De Villiers, Leon & Goosen, David

Constable David Goosen, aged 27, and Warrant Officer Leon de Villiers, aged 37, showed no emotion as sentence was passed. They were charged on two counts of murder over events in the black section of Cradock, a small town in the eastern Cape, during July, 1986. They were acquitted on one count, but found guilty of the premeditated killing of Mlungisi Stuurman who was just 18 years old.

They were both sentenced to death for the beating and murder of the black youth at the height of black unrest two years before. The Supreme Court, sitting in Grahamstown, on the 27 May 1988 found that Warrant Officer Leon de Villiers and Pc David Goosen had deliberately planned the murder of Mlungisi Stuurman, 18, because they had beaten him so severely that they had not dared let him go free.

Mr Justice Zeitsman said the two had gone on a 'beating expedition' between heavy bouts of drinking with other members of their anti-riot squad.

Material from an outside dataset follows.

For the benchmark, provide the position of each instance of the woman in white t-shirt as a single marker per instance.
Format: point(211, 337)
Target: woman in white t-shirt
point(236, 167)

According to the evidence, the squad drank heavily, conducted a blood-oath ceremony swearing themselves to secrecy, and then made unauthorised night forays into black townships during which several blacks were attacked. Mr Stuurman was one of a group of young blacks arrested at random and beaten when the squad was monitoring a township funeral in the eastern Cape Province town of Cradock, where there had been black unrest. He was so badly injured that de Villiers told Goosen he should be 'taken out'.

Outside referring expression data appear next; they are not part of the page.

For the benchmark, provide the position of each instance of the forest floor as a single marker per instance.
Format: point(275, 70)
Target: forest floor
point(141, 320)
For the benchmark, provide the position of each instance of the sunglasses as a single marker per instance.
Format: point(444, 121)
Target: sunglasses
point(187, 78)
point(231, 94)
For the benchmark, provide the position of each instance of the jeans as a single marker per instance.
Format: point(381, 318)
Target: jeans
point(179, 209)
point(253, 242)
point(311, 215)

David Goosen took the youth to a quiet riverbank, shot him through the neck and threw him into the water, the court was told. Evidence against the two policemen was given by former members of their squad.

The judge dismissed pleas in mitigation on behalf of de Villers and Goosen, who both pleaded not guilty. Mr Chris Jansen, defending, had said that Goosen had felt rejected by his mother all his life, and had been vilified by his colleagues because his skin was dark. He was often taken for a black. Mr Jansen also said that since his arrest, de Villiers had lost weight and Goosen's hair had started turning grey. The two showed no emotion as the death sentences were pronounced, but their wives sobbed and court orderlies wept. If the death sentences were carried out, it would be the first time white policemen will have been hanged for the murder of a black.

The death sentence was later repreived, David Goosen had his sentence commuted to 15 years for doing the killing and De Villers was given 20 years for ordering it. They were both freed at the beginning of July 1991 after serving only 3 years.